Well this machine was used in playback from previous month's billings, the manilla file pulled from the cabinet, tape played, while the 3 page tractor feed billing sheets went into the automated typewriter......Dorothy would set in that room with the door closed, but did not mind as she was hard of hearing anyway, so the machine read the tape, and typed the document at super high speed....about 150 WPM.....anyway, the carriage slammed back and forth with authority.....whole thing mounted on a desk with metal legs the whole desk swayed with the motion....so when it came time for changes, Dorothy would stop the billing skip the tape over deletes, and add in new information as required....this of course all stored on the 'new tape' which was then updated the next month as required.....coming of course from the above mentioned puncher.....

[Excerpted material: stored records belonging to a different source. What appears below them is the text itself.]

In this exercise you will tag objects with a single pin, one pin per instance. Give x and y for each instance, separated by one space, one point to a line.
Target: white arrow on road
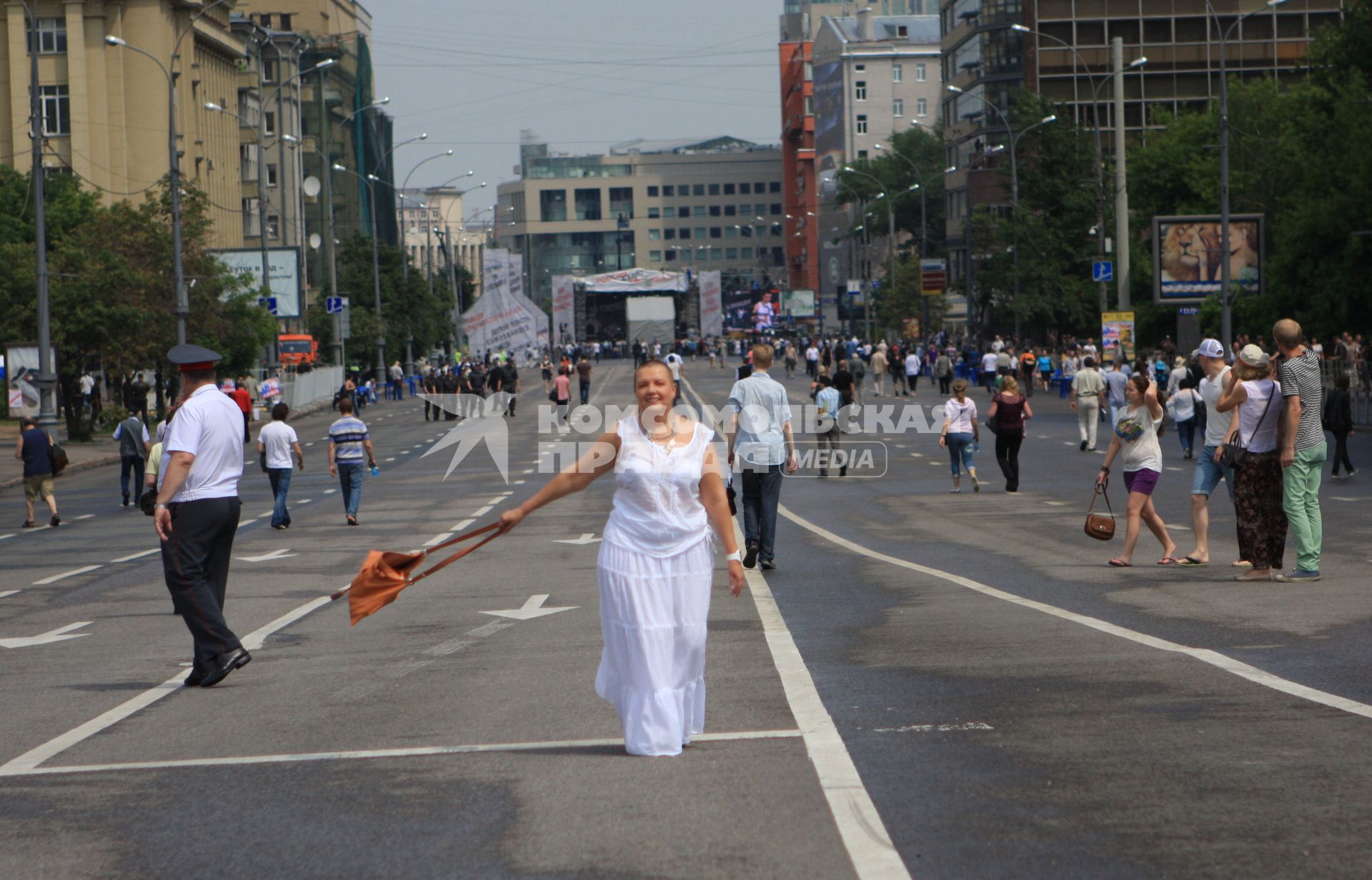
52 635
534 608
589 538
274 554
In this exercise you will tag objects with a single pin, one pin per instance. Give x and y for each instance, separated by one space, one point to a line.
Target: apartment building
657 204
1066 56
104 107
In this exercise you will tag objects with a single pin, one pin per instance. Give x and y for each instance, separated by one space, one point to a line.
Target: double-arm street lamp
1014 183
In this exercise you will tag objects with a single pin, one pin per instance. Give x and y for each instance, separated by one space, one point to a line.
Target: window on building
587 204
52 36
552 204
56 110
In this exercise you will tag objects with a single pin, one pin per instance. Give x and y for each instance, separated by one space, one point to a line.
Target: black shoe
224 664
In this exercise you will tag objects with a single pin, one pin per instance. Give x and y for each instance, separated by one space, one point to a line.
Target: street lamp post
1226 280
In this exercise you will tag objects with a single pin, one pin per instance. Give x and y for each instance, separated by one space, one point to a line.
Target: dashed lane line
137 556
65 575
1205 656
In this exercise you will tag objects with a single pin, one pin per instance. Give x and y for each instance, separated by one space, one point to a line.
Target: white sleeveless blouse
657 507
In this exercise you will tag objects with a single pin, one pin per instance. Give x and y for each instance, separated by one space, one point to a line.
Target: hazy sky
583 74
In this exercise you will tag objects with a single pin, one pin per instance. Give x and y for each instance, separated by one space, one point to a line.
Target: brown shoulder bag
1100 526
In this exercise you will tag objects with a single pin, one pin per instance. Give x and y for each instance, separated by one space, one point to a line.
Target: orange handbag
384 574
1099 526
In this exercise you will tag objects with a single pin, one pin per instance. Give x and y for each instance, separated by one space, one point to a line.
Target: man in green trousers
1303 449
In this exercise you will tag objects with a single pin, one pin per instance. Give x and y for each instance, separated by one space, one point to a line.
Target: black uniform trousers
195 564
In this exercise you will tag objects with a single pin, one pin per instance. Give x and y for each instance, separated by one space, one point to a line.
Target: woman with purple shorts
1136 441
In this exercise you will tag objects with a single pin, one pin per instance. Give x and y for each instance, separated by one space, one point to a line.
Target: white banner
565 307
499 320
711 304
637 280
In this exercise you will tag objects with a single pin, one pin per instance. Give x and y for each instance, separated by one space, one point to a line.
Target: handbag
1234 454
1100 526
56 456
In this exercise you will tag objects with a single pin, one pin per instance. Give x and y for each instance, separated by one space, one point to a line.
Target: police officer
197 511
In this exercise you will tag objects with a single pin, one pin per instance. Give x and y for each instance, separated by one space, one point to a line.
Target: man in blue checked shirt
350 453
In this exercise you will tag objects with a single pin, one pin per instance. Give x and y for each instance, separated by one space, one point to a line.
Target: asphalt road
960 675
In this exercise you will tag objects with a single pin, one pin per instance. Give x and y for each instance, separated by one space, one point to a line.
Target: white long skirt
653 613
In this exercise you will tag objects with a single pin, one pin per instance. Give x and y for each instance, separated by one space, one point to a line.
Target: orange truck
297 349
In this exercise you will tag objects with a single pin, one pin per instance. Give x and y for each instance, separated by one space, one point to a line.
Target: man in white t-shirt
276 441
1209 471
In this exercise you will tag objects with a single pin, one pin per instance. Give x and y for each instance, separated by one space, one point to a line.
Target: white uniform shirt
210 426
277 439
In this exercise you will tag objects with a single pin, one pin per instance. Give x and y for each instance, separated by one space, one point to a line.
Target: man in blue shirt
760 435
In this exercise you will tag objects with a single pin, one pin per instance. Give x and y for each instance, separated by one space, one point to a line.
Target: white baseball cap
1211 349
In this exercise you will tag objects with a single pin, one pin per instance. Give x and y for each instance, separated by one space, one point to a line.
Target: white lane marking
71 574
137 556
1205 656
859 824
490 629
936 728
383 753
452 646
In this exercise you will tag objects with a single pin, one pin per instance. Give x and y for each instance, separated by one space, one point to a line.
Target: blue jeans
280 479
762 492
350 480
960 450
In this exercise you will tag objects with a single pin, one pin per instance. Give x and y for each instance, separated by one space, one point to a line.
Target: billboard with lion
1188 256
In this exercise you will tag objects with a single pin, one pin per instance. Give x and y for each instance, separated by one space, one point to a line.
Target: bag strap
1100 491
460 553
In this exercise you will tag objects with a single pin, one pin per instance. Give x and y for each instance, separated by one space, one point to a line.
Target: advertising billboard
1187 256
286 274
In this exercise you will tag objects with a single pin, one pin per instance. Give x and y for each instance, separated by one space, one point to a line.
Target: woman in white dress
656 562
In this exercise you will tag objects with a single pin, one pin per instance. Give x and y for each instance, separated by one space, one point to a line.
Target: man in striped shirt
1303 449
350 453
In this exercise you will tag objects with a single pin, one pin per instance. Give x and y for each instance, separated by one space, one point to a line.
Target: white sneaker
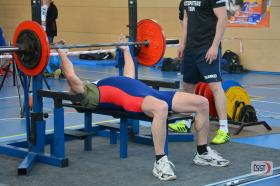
163 169
212 158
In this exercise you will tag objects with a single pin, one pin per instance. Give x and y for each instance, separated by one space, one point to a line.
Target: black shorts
196 69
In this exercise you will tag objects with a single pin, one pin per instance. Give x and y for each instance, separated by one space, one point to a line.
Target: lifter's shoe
180 126
164 169
212 158
221 137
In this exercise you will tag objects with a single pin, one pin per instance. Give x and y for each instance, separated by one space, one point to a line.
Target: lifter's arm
184 37
74 82
129 67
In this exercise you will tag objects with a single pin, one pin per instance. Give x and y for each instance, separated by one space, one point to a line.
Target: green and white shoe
182 126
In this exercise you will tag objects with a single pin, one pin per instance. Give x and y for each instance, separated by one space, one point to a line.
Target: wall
87 21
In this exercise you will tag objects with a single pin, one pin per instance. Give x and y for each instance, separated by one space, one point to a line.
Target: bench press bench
129 123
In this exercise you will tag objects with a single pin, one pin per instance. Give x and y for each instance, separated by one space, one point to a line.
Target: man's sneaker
221 137
180 126
163 169
212 158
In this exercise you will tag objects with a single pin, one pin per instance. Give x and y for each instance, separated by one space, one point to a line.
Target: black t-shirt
201 22
181 10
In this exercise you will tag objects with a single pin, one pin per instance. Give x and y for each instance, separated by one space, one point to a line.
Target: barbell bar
10 49
31 48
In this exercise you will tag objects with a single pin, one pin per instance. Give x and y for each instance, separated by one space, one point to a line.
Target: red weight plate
150 30
202 89
45 50
209 95
196 88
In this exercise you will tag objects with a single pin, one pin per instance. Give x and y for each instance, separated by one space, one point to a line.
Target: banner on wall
248 13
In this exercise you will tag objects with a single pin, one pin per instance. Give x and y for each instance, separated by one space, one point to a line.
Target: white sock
224 125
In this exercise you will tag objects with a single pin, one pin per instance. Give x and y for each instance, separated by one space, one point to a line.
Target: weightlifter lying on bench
134 96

ONE of the builders is probably still around up there in Wash Dc...the Carl M. Freeman Co......they took all damn day to do just that one account....
So Dorothy said one day that it was hard to follow the typewriter and get set to interrupt the thing while reading on account of the swaying table....so one of Dad's partners, Johnny, tied the table to the wall studs....
that carriage slammed back and forth about 6 times and continued on off the console, hit the wall, and punch a HOLE in the sheetrock......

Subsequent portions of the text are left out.